The noise that we hear on transmitted signals, or through reciprocal
mixing in our receivers, is always the COMPOSITE noise - the vector sum
of both the Phase Noise and the Amplitude-Modulated noise. 

Most modern test equipment measures exclusively phase noise, so that's
what the equipment reviews quote as well. Then the advertisers jumped on
the bandwagon so now it's "Phase noise, phase noise, everybody's talkin'
'bout phase noise!" We are carelessly sliding towards labeling every
kind of noise as "phase noise" when very often it isn't. 

Don't ever forget that AM noise component. At some frequencies AM noise
can be even more important than the phase noise.  

If the transmit and receive paths use the same frequency-determining
signals (oscillators) then the phase noise - true phase noise, that is -
in the TX and RX paths should be very similar. Generically they should
be the same, so you'd need to identify some quite specific reasons for
PN to be different between TX and RX in any particular transceiver.

But a transceiver also contains many, many sources of AM noise - not so
much in the oscillators but in the TX and RX signal pathways. Because
those pathways are different, the levels of AM noise generically *do*
differ between TX and RX. 

Therefore we should always expect the *composite* noise to be different
between TX and RX - and that will probably be mostly because of
different AM noise levels.

Problems with AM noise on transmit are often made worse by designers
forgetting that the problem even exists. In older analog rigs, for
example, there may be significant AM noise on transmit because the TX
chain starts out at too low a signal level, and the designer forgot to
use low-noise techniques in that weak spot. 
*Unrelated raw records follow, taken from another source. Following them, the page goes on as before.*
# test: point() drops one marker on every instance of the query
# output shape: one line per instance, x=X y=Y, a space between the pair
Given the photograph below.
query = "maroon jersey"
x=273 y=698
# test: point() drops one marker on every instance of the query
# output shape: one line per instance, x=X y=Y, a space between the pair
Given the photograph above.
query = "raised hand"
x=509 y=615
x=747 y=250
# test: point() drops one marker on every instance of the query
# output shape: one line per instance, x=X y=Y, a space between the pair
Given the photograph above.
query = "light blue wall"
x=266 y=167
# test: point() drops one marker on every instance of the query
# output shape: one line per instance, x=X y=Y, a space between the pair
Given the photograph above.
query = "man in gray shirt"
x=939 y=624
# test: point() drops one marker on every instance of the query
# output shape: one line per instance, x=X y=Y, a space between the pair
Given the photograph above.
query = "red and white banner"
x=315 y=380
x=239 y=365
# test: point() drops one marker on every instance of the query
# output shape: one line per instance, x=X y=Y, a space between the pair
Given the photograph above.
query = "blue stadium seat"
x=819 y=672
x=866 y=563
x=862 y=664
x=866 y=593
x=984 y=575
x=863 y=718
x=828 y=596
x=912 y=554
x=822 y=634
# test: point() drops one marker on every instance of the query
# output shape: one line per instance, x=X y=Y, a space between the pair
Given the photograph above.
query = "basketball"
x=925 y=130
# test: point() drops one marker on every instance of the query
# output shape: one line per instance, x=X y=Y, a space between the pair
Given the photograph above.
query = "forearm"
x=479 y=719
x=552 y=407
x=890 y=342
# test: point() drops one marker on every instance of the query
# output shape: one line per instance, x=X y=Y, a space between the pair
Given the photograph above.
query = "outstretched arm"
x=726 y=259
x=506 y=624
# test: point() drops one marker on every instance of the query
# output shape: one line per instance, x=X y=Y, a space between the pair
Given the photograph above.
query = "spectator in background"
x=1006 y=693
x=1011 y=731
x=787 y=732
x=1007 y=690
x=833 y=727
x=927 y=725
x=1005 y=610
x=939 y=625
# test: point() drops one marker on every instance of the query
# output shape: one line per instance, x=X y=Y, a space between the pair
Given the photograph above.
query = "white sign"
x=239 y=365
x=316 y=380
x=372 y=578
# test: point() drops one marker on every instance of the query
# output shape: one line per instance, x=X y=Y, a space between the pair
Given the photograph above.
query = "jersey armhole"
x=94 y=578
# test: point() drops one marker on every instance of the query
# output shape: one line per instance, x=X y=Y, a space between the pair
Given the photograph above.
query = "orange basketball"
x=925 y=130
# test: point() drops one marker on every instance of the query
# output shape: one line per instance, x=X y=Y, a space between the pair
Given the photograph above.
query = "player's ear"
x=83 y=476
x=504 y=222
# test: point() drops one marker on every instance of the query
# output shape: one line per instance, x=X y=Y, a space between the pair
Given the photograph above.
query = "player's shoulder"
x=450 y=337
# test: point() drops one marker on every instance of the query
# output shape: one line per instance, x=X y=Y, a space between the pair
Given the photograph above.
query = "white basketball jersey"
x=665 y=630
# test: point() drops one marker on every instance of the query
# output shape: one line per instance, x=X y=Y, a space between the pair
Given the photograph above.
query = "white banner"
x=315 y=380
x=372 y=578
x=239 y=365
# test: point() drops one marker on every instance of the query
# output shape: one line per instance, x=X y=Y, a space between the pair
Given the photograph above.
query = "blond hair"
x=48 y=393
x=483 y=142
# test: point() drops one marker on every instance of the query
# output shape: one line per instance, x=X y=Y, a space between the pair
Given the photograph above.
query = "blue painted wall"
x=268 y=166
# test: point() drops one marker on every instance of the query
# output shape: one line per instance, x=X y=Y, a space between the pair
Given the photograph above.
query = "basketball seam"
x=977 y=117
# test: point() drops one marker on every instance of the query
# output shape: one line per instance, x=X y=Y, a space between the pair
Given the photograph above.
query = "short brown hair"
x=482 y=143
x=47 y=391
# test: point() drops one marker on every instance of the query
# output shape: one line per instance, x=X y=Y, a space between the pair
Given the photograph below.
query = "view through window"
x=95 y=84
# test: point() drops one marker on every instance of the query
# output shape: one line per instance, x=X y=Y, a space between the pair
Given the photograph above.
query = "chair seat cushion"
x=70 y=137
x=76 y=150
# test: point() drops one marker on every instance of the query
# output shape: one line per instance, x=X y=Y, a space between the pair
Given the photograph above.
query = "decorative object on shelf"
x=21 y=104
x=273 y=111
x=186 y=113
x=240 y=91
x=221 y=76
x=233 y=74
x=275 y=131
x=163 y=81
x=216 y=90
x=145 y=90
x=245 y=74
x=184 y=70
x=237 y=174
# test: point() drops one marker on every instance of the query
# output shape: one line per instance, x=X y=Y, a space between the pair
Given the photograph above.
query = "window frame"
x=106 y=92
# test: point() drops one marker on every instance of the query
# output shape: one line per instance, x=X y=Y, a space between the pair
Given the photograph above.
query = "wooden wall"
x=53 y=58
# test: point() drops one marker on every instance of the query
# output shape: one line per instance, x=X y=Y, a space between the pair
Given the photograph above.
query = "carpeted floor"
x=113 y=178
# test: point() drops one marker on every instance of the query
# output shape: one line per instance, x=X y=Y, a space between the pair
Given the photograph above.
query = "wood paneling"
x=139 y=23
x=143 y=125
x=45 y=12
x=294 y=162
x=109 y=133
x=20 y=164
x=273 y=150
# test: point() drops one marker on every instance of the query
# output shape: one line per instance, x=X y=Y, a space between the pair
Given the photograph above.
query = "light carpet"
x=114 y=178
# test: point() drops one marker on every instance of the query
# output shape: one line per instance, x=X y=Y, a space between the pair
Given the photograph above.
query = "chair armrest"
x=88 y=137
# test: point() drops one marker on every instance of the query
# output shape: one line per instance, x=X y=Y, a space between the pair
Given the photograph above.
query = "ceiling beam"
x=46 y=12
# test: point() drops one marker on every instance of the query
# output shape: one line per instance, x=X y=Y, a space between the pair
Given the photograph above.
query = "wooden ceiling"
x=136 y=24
In modern digital rigs, the analog TX signal comes from a DAC (Digital
to Analog Converter) which is heavily laden with AM digital noise that
needs careful filtering. There is an awful example in SM5BSZ's 2013
article on 'Band Pollution by Amateur Transmitters'
<http://sm5bsz.com/dynrange/dubus313.pdf>.   Figure 8 shows a very high
noise level at the output of the DAC (enough to make the sine-wave look
like a fuzzy caterpillar). Then that noise is insufficiently filtered,
leaving serious TX noise sidebands of only -75dBc at +/- 300kHz. Because
this is almost entirely AM noise, any test that focuses exclusively on
phase noise will miss it... and that particular manufacturer did miss
it.

In contrast, the K3 came top of the table for suppression of wideband TX
noise (Table 1, which pre-dates the KX3).